The U.S. Chemical Industry
The chemicals industry is one of the United States’ largest manufacturing industries, serving both a sizable domestic market and an expanding global market. It is also one of the top exporting sectors of U.S. manufacturing. Accounting for 15 percent of global chemical shipments, the United States is a world leader in chemicals production and exports.
The industry’s more than 10,000 firms produce more than 70,000 products. In 2012, the U.S. chemicals industry had sales of $769.4 billion and directly employed more than 784,000 workers, with additional indirect employment by industry suppliers of more than 2.7 million. With investment of $57 billion in research and development in 2012, and strong enforcement of intellectual property rights, one-fifth of all patents granted in the United States are chemistry-related.
Strong product identification and quality, access to low-cost natural gas, a highly educated workforce, world class research centers, protection for intellectual property, and a robust regulatory system make the United States a competitive home for chemicals firms from across the globe.

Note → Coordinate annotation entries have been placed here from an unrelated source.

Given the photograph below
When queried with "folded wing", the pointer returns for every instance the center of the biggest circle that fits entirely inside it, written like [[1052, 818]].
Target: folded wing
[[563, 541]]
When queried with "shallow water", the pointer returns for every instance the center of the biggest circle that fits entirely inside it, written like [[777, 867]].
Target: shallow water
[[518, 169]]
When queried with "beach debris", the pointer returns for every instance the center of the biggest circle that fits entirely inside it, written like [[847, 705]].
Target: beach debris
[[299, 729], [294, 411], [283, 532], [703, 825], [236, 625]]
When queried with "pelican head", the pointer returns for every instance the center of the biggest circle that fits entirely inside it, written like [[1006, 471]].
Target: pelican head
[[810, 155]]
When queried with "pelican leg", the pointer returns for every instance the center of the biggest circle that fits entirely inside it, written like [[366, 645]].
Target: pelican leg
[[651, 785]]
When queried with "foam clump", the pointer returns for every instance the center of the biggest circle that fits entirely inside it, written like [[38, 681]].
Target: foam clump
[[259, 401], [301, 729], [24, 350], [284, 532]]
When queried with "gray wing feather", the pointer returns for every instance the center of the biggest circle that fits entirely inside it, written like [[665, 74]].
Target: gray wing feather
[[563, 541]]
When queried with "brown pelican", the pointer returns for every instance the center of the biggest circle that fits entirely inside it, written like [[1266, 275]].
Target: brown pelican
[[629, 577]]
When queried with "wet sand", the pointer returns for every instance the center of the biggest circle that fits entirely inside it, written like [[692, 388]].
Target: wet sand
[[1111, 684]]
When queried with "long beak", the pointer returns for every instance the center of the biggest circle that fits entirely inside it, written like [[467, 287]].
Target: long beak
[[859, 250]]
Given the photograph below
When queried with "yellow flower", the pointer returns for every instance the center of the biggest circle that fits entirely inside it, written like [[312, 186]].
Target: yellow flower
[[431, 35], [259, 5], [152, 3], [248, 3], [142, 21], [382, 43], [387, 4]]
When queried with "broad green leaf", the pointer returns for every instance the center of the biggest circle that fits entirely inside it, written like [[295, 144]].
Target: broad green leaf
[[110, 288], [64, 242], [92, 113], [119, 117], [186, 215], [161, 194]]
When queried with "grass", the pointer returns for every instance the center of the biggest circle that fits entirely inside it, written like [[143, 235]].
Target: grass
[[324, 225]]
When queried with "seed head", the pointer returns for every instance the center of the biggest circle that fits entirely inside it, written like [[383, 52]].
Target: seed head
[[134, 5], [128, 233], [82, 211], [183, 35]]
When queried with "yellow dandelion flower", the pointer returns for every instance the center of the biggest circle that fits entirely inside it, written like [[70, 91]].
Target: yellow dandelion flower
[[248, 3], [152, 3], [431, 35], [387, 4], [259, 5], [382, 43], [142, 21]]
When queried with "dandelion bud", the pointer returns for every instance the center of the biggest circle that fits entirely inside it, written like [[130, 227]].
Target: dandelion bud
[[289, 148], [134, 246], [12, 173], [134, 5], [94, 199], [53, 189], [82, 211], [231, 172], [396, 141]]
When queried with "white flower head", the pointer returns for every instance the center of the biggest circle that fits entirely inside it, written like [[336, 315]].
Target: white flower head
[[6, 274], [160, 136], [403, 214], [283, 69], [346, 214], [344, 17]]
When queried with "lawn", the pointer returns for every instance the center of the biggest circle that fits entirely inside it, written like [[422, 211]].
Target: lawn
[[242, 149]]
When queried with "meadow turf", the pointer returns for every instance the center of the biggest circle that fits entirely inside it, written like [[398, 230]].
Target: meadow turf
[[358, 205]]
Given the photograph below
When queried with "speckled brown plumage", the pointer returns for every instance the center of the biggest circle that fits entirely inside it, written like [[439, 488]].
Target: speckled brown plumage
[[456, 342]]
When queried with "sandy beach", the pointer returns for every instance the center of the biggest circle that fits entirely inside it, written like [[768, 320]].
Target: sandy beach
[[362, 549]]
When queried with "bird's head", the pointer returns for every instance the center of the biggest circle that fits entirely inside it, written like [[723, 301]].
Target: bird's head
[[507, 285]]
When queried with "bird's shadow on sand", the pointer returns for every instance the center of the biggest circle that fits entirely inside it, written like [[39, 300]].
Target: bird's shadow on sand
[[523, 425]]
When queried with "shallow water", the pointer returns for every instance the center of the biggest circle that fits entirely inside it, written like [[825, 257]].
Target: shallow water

Basic Chemicals: These include organic and inorganic chemicals, plastic resins, dyes and pigments. Plastic resins, in particular, have experienced significant growth as a replacement for traditional materials in the automotive, construction, and packaging end-use markets.
Specialty Chemicals: These include adhesives and sealants, water treatment chemicals, plastic additives, catalysts and coatings. These chemicals are performance-oriented and typically include customer/technical servicing as an aspect of their sales.
Agricultural Chemicals: These play a crucial role in the farm economy and the food processing sector. Thanks to modern agriculture, farmers have doubled the production of world food supplies since 1960, tripled the output of foods like cooking oils and meats, and increased per capita food supplies in the developing world by 25 percent.
Pharmaceuticals: These include diagnostics, prescription drugs, vaccines, vitamins, and over-the-counter drugs for human and veterinary applications. This subsector also includes biotechnology products. Strategic investment in companies, facilities, and research and development is especially important for this subsector.
Consumer Products: These include soaps, detergents, and cleaners, as well as toiletries and cosmetics. While consumer products are an established segment of the industry, technological innovation and product development are important due to short product life cycles.
Manufacturing Extension Partnership (MEP): MEP helps U.S. firms by providing individually tailored services to help companies improve their productivity, economic competitiveness and technological capabilities. The program leverages money and resources in a cooperative effort with the federal government, state and local authorities, and the private sector. The MEP generates approximately $30 in new sales for every federal dollar invested.
Advanced Manufacturing Office (AMO), Department of Energy: Through cost-shared projects, tools, training, and information, the AMO works with a broad spectrum of public-private partners to develop/commercialize technologies and practices that will help U.S. manufacturers succeed in the global marketplace. The Innovative Manufacturing Initiative of the AMO focuses on transformational manufacturing processes and materials with the goal of commercialization in five to seven years. The U.S. chemicals industry accounted for several of the 13 projects awarded a total of $54 million in June 2012 by the Innovative Manufacturing Initiative.